Alessandro Marco Gisonda, Assessore alla Scuola, Sport, Cultura, Politiche Giovanili, Turismo e Beni Archeologici del Municipio VI del Comune di Roma, è intervenuto sugli 88.100 di ElleRadio nella trasmissione Laziali On Air, condotta da Danilo Galdino e Fabio Belli, per parlare della realizzazione del murales raffigurante Ciro Immobile e un’esultanza di tifosi laziali nel quartiere Ponte di Nona:




La Lega Calcio intendeva celebrare le finaliste di Coppa Italia realizzando questi murales, nell’ambito di un progetto più ampio che la Lega vorrebbe espandere ad altre squadre. Nel Comune di Roma ci siano offerti noi col Municipio VI in una zona dove vorremmo valorizzare lo sport, un quartiere periferico come Ponte di Nona che attraverso il calcio potrebbe trovare riscatto. A Roma ne abbiamo due di squadre e si è creata una contrapposizione, con la Lega per il futuro abbiamo in cantiere anche un lavoro dedicato ai giallorossi: è bene che i cittadini riconoscano, pur mantenendo il tifo, il valore dello sport in quanto tale.




Siamo contenti per il lavoro dell’artista, Jorit, che sta completando il murales, si tratta di un artista molto noto a livello internazionale e credo abbia messo in atto un lavoro splendido. In quartieri come i nostri è importantissimo che si arrivi alla ribalta parlando di valori importanti come quelli che possono essere portati in primo piano dall’arte e dallo sport.

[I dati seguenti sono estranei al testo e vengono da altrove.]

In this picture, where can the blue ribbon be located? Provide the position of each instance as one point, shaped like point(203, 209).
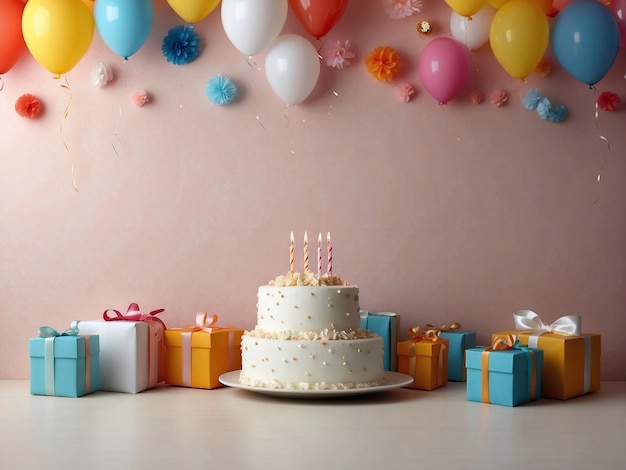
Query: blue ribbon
point(49, 334)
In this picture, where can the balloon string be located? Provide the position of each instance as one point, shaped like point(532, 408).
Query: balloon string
point(252, 65)
point(66, 113)
point(119, 109)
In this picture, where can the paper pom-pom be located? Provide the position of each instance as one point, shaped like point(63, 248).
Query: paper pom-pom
point(531, 99)
point(499, 98)
point(139, 98)
point(181, 45)
point(557, 113)
point(476, 97)
point(398, 9)
point(543, 108)
point(28, 106)
point(403, 92)
point(337, 53)
point(544, 67)
point(383, 63)
point(101, 75)
point(608, 101)
point(221, 90)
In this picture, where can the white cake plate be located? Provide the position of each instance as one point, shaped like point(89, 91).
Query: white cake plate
point(392, 380)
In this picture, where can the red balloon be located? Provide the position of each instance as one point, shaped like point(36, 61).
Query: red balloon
point(318, 16)
point(11, 39)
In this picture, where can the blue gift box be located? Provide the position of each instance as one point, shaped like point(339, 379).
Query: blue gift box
point(385, 325)
point(64, 365)
point(459, 341)
point(513, 376)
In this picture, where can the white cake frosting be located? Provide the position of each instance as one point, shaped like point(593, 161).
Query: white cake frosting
point(307, 337)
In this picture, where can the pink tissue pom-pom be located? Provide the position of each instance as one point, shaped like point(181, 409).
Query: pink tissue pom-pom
point(499, 98)
point(338, 53)
point(403, 92)
point(139, 97)
point(476, 97)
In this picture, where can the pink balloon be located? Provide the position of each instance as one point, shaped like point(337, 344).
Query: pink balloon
point(444, 68)
point(618, 8)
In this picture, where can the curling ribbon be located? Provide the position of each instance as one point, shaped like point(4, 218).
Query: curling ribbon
point(50, 334)
point(66, 113)
point(508, 343)
point(155, 341)
point(206, 323)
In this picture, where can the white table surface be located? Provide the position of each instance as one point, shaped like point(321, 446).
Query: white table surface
point(227, 428)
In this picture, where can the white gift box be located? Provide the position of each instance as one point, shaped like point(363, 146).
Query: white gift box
point(129, 354)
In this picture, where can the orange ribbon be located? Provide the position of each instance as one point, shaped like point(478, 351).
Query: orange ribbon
point(507, 343)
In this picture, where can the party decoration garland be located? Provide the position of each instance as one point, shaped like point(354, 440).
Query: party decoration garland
point(546, 110)
point(181, 45)
point(398, 9)
point(221, 90)
point(383, 63)
point(28, 106)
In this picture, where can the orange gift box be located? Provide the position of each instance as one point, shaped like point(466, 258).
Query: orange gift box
point(197, 355)
point(425, 358)
point(571, 359)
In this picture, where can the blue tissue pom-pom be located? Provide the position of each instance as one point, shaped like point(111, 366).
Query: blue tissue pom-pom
point(557, 113)
point(221, 90)
point(531, 99)
point(181, 45)
point(543, 108)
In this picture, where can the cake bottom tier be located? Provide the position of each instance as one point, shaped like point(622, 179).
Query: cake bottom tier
point(311, 365)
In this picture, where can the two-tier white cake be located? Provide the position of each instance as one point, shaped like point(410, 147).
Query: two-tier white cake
point(307, 337)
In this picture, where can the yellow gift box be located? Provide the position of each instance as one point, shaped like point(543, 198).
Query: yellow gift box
point(425, 358)
point(197, 355)
point(571, 359)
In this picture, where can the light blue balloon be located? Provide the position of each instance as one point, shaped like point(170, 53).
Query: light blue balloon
point(585, 40)
point(124, 25)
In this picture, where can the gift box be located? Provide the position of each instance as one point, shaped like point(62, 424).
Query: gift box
point(459, 340)
point(386, 325)
point(425, 358)
point(197, 355)
point(571, 358)
point(132, 349)
point(504, 374)
point(64, 364)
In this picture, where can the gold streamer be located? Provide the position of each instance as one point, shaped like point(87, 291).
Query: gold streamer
point(66, 113)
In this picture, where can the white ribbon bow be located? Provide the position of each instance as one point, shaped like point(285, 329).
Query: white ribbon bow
point(565, 325)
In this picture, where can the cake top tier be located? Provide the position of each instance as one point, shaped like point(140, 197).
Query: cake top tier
point(307, 279)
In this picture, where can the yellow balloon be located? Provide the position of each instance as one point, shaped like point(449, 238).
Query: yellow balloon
point(193, 11)
point(467, 7)
point(519, 37)
point(497, 3)
point(57, 32)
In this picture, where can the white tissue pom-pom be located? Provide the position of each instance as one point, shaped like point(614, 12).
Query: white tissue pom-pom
point(101, 75)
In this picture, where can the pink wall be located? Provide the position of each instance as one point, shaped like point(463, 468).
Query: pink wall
point(458, 213)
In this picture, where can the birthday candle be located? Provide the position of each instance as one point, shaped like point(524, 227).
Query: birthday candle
point(306, 253)
point(319, 254)
point(291, 254)
point(329, 249)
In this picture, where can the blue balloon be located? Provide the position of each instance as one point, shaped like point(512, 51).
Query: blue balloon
point(585, 40)
point(124, 25)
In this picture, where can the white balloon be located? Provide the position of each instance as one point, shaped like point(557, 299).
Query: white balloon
point(472, 33)
point(252, 25)
point(292, 67)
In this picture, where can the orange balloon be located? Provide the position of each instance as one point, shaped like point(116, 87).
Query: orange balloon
point(12, 43)
point(318, 16)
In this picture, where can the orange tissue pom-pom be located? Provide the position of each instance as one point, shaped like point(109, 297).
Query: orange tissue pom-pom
point(383, 63)
point(28, 106)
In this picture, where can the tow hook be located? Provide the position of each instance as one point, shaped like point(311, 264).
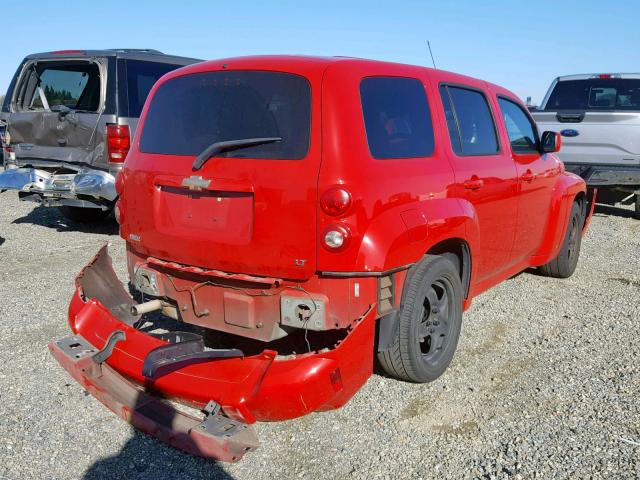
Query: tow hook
point(184, 348)
point(78, 347)
point(146, 307)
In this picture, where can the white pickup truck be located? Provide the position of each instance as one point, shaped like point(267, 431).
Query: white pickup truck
point(598, 116)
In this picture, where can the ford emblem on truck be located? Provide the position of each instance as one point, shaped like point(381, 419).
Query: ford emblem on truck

L’artista è ancora all’opera su murale e dunque ripristinerà lo stato completo dell’opera. Qualche imbrattamento ce lo si può anche aspettare ma noi speriamo che le persone comprendano il messaggio: un murale del genere è l’espressione del valore che lo sport regala alla città attraverso le squadre che la rappresentano. Vi posso raccontare un aneddoto, era stato fatto un murale dell’Inter ed era stato imbrattato: la Lega decise di lasciare il segno rosso per mantenere memoria di un comportamento scorretto.




La procedura per realizzare un’opera del genere deve tener conto del coinvolgimento del presidente. In questo caso è stato tutto molto accelerato, abbiamo avuto i primi contatti con la Lega Calcio qualche settimana fa. I nostri consiglieri hanno preso contatto con i residenti, abbiamo scelto quell’edificio perché di proprietà comunale e perché affaccia su un terreno con dei campi da calcio che vogliamo riqualificare presto per fini sociali. C’è un progetto per fare di Ponte di Nona un quartiere dello sport e la scelta di questa location ci sembrava ideale. La scelta dei soggetti raffigurati è stata della Lega Calcio.